Per noi ancora abili e arruolabili, invece, Sanremo ha ancora senso? Nossignore, signor Carlo Conti, e cerco di spiegarti perché. XFactor, Amici di Maria De Filippi, persino l’inguardabile The Voice portano la musica italiana (bella o brutta che sia) nelle nostre case dodici mesi l’anno, con i giovani concorrenti dei talent e con i supermegaospiti attratti dai cachet folli e dal fatto che alcuni di questi programmi ormai sono di tendenza.
Dice ancora: ma Sanremo fa 9 milioni di spettatori. E sti cazzi, dovremmo rispondere tutto in coro. Primo, perché l’Auditel lascia il tempo che trova. Lo sappiamo tutti, anche se facciamo finta di nulla. Secondo, perché sui social si parla ossessivamente di XFactor anche se fa un milione di spettatori a settimana (e due per la finale) e di Amici di Maria De Filippi. E i numeri della social tv, anche se l’ancien regime vuole farci credere il contrario, ormai contano decisamente di più.
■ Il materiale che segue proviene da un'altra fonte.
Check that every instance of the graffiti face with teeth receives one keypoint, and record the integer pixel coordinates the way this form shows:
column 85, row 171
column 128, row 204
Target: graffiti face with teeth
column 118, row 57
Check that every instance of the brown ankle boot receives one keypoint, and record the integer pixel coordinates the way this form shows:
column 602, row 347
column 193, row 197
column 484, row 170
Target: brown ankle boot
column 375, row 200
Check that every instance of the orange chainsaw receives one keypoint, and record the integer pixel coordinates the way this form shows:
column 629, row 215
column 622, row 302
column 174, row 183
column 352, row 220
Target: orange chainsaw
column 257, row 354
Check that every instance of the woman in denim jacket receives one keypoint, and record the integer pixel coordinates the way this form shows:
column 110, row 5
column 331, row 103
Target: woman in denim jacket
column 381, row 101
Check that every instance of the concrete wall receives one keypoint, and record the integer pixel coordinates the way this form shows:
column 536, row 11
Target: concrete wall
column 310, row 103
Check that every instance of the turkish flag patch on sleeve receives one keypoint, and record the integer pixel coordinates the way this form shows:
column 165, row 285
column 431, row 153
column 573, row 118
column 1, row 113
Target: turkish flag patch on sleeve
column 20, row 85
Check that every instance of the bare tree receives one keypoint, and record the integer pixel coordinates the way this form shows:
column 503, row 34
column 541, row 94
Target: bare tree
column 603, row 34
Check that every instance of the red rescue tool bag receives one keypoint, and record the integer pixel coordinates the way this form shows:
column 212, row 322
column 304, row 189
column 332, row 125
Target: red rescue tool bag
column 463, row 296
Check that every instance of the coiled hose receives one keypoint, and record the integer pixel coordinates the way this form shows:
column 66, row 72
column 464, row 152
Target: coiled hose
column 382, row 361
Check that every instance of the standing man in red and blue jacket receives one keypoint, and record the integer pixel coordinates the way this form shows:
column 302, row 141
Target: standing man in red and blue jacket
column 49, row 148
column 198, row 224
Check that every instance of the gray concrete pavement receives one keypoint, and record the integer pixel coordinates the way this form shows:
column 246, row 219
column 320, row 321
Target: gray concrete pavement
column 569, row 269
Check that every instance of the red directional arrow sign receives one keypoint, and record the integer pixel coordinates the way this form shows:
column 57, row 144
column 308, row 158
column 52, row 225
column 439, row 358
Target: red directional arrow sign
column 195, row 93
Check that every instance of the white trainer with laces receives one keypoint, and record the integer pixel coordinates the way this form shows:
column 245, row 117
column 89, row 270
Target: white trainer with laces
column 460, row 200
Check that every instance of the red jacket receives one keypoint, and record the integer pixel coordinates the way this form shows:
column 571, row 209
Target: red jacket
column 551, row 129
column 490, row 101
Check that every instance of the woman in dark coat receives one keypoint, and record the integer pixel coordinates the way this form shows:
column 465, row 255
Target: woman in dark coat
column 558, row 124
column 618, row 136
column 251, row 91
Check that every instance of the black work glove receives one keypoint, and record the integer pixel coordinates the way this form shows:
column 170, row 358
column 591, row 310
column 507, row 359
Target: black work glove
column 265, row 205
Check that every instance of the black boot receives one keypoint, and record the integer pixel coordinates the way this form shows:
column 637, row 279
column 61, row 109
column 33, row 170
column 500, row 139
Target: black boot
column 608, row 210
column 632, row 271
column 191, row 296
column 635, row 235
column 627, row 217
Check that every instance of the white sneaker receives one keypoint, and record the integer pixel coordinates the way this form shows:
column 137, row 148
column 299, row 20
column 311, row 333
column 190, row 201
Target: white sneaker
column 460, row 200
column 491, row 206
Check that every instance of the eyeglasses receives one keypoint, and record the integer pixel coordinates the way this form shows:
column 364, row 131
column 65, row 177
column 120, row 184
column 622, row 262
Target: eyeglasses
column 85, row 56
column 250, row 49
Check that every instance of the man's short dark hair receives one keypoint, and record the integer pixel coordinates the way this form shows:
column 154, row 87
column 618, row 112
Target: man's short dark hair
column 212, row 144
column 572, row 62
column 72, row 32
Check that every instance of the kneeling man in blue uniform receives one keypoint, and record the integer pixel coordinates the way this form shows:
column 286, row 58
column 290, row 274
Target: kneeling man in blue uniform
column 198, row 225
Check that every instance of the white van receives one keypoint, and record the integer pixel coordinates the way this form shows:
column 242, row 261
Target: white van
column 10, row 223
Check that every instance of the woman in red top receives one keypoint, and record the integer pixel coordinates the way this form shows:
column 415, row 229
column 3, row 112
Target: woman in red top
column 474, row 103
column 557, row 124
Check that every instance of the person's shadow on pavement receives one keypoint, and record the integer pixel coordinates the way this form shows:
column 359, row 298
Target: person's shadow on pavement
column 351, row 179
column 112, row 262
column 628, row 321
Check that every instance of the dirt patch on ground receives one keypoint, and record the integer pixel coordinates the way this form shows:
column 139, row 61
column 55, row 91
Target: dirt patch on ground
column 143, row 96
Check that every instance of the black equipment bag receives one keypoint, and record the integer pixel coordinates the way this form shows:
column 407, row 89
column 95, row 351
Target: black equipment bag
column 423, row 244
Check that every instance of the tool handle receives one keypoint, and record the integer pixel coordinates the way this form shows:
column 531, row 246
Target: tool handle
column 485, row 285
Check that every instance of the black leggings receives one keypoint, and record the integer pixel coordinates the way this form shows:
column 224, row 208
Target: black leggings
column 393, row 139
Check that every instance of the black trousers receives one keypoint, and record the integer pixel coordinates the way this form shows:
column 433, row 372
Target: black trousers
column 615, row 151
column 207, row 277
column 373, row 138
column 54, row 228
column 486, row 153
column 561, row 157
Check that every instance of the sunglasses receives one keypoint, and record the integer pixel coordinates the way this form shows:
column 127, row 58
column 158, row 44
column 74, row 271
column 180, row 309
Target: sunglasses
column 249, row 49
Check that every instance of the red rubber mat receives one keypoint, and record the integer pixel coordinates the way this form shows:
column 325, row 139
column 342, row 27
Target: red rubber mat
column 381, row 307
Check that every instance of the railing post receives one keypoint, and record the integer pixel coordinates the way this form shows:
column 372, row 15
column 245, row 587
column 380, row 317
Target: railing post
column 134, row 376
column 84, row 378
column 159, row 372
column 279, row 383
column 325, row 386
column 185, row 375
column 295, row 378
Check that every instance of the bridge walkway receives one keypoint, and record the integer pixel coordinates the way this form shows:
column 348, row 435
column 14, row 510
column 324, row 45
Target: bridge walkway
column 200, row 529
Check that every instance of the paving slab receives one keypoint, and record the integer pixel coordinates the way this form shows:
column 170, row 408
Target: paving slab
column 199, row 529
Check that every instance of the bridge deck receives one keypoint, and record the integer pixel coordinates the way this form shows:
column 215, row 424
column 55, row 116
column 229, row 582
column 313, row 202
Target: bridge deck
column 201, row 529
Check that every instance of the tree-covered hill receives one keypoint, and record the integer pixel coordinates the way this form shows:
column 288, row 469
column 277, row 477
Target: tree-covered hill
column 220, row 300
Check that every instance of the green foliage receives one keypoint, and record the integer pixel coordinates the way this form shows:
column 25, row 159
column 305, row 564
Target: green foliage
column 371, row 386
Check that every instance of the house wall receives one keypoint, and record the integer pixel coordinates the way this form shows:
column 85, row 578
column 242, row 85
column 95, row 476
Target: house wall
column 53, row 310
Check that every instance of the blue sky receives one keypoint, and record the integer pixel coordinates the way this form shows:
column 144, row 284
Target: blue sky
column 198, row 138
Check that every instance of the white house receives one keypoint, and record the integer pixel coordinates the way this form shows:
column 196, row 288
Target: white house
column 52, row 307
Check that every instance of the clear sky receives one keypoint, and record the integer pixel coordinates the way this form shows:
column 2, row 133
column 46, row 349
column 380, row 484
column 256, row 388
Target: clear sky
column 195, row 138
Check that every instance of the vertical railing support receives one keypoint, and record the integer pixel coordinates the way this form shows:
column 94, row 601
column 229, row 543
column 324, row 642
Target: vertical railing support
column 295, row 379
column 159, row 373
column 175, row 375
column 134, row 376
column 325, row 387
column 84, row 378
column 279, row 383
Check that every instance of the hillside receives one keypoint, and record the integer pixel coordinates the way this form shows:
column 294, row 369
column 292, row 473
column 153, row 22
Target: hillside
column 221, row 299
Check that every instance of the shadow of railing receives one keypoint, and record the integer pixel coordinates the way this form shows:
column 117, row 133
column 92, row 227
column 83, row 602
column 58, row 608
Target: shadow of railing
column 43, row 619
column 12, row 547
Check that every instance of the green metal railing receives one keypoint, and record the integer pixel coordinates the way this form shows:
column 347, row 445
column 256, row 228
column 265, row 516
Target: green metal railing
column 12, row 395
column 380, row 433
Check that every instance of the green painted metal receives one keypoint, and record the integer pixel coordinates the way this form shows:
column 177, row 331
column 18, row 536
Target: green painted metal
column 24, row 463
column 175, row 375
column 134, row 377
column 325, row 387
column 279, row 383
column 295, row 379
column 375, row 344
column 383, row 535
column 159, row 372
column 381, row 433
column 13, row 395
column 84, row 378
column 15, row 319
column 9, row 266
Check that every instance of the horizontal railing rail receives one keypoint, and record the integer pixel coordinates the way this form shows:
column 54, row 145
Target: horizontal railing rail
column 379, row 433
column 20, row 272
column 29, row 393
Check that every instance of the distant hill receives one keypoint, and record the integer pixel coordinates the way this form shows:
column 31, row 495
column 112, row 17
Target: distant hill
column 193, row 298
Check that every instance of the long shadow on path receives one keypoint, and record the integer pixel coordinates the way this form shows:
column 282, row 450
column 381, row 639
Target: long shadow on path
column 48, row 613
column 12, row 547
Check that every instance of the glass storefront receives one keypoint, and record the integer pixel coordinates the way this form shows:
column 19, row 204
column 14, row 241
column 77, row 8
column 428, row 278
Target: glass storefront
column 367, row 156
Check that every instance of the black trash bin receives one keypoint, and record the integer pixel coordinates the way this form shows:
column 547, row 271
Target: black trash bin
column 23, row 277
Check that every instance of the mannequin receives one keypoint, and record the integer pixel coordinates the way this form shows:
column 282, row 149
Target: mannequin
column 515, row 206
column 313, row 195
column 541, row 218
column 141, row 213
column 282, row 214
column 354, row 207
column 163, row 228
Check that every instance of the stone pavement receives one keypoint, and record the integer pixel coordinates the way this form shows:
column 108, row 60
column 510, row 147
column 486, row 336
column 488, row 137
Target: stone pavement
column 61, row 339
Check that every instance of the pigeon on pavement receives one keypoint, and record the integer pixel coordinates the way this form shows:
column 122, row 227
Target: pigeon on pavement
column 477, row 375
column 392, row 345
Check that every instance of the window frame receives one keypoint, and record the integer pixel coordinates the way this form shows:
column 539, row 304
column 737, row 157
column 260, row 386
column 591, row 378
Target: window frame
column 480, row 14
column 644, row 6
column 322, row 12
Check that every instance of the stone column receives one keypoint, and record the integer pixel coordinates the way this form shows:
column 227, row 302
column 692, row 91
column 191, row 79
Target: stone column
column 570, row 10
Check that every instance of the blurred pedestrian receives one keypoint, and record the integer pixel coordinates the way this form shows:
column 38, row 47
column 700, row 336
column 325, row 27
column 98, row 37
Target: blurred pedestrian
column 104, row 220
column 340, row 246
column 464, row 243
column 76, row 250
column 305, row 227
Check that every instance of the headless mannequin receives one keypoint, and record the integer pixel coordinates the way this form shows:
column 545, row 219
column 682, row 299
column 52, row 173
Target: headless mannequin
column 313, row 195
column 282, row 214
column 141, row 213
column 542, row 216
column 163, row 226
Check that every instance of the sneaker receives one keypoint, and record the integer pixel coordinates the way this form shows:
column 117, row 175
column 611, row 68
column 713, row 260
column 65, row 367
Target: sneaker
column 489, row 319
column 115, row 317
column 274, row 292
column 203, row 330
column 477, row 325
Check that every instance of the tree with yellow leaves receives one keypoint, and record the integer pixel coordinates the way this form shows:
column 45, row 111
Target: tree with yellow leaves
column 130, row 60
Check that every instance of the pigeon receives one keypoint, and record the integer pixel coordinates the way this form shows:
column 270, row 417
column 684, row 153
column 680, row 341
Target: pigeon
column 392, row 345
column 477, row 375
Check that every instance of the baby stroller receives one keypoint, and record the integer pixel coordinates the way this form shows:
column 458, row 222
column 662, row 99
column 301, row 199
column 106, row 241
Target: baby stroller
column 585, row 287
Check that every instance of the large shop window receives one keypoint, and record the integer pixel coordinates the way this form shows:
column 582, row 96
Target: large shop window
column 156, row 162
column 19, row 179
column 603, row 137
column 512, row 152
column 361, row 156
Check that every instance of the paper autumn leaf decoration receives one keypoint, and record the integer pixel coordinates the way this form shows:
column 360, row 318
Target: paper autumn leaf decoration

Sanremo, dunque, ultimo baluardo di cosa? Non lo so neanche io, e non mi va nemmeno di analizzare i diversi pubblici televisivi, la dicotomia tra generaliste e tematiche, free e pay. Frega niente, al telespettatore medio, di queste argomentazioni da onanisti del piccolo schermo. Quello che dovrebbe fregare a tutti, invece, è che quello che era l’evento per antonomasia del panorama nazionalpopolare italiano, ormai è un vecchio carrozzone dalle ruote cigolanti, che ammassa alla rinfusa qualche personaggio da talent (perché i personaggi veri ormai nascono lì), qualche residuato bellico di cui anche la famiglia aveva da tempo perso le tracce, qualche raccomandato dai vertici di viale Mazzini o chissà da quale politico di turno. Il risultato, musicale e televisivo, è un pianto che non ha mai fine. E persino io, che Sanremo lo guardo, lo divoro da trent’anni, quest’anno comincio a non farcela più. Perché non ha più senso, perché preferisco XFactor con le sue scelte musicali più contemporanee, perché i pochi big veri della musica italiana preferirebbero andare al Festival di Durazzo su Agon Channel, piuttosto che salire sul palco dell’Ariston. E soprattutto perché mia nonna, a febbraio, alle 21.30 ha già mezz’ora di sonno. Beata lei.